Adaptive Clothing Places Accessibility at Fashion's Focus

Many get dressed each day with little more concern for their clothing as to whether or not it matches decently. The question of if they can even place that clothing on their body without help—let alone tie their own tie or zip their own zipper—is even less of a passing thought.

Despite this, there are those who do not share the same access to a full range of physical abilities, and therefore must consider details such as the accessibility of a garment. About 15 percent of the world’s population (one billion people) lives with some form of disability, and roughly 2-4 percent experience significant functional difficulties. In the U.S. alone, an estimated 17.5 percent of civilians have a functional limitation. When confronted with these statistics, it becomes clear that these numbers are not insignificant and that efforts should be made to provide those with disabilities as comfortable and fair a lived experience as those who do not face similar challenges.

Beyond providing accessible entrances and accommodations, as well quality educational opportunities for those with disabilities, there is one aspect of the disabled experience that is often overlooked: adequate clothing. If an individual faces any scope of mobility challenge, from visual impairment to paralysis to amputation and so on, it makes tasks such as buttoning shirts and pants and tying shoelaces a significant hindrance. These obstacles can be a major deterrent in not only building the confidence of disabled persons, but in their ability to secure employment in a workforce that is not always accepting in the first place.

Among adults from ages 18 to 64, statistics show that only three out of ten (29 percent) work full or part-time, as compared to eight out of ten (79 percent) of those without disabilities. Employers are often reluctant to hire disabled workers, despite many possessing the cognitive abilities to hold any job, and even more are unwilling to provide hands-on opportunities for those with intellectual disabilities. The 50 percent margin between workers of different abilities shows a significant ableism bias that exists both socially and in the workplace.

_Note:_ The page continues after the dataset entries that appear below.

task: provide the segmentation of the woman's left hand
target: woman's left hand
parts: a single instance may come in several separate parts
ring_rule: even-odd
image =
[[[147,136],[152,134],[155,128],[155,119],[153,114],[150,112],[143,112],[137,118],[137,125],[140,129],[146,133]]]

Over the past few years, though, there has been a push within the clothing world to develop more manageable items for customers with disabilities. Recently, actress Selma Blair made her public debut with a walking cane at the Vanity Fair Oscar’s party after sharing her multiple sclerosis diagnosis. Blair’s cane was customized to match her gown, and her willingness to walk the carpet and discuss her battle with honesty was a major moment in furthering the dialogue between the disabled community and the fashion industry.

Blair’s candidness on living with a disability while still embracing style builds upon work that really began just a few decades ago. In the 1980s, certain manufacturers began producing garments fitted with large openings in the back. Though the intention to meet the needs of the disabled was genuine, these garments largely resembled hospital gowns and rarely resembled anything trendy. Eventually, improvements were made to enhance the dignity of such clothing, with panels being added to openings and pressure buttons replacing hook and loop features.

Today, efforts to modify, stylize, and improve inclusive fashion rates among brands continue to prosper. Zappos Adaptive, an online retailer, has worked toward the goal of being able to serve all customers. In addition to providing a full range of garments for children and adults alike, Zappos Adaptive has partnered with brands like Tommy Hilfiger and Nike to expand their reach. Tommy Adaptive revealed its new collection and campaign in spring 2018, and used feedback from disabled customers to adjust and improve its clothes. Target’s Cat & Jack collection launched in 2017 to provide adaptive clothing for children, including diaper-friendly leggings and zip-off sleeves. NBA star LeBron James even helped design his Soldier 10 FlyEase sneakers to help disabled athletes.

In many areas of the fashion world, it seems, the focus on building a more inclusive community is underway as adaptive clothing continues to innovate. Some of the main design elements include simple alterations like magnetic closures to replace buttons, adjustable hems on pants, and snaps and hooks for shirts and jackets. At the same time, style and pattern is being improved as well. By supporting brands that work toward developing adaptive clothing, customers of all abilities are contributing to a more equitable world.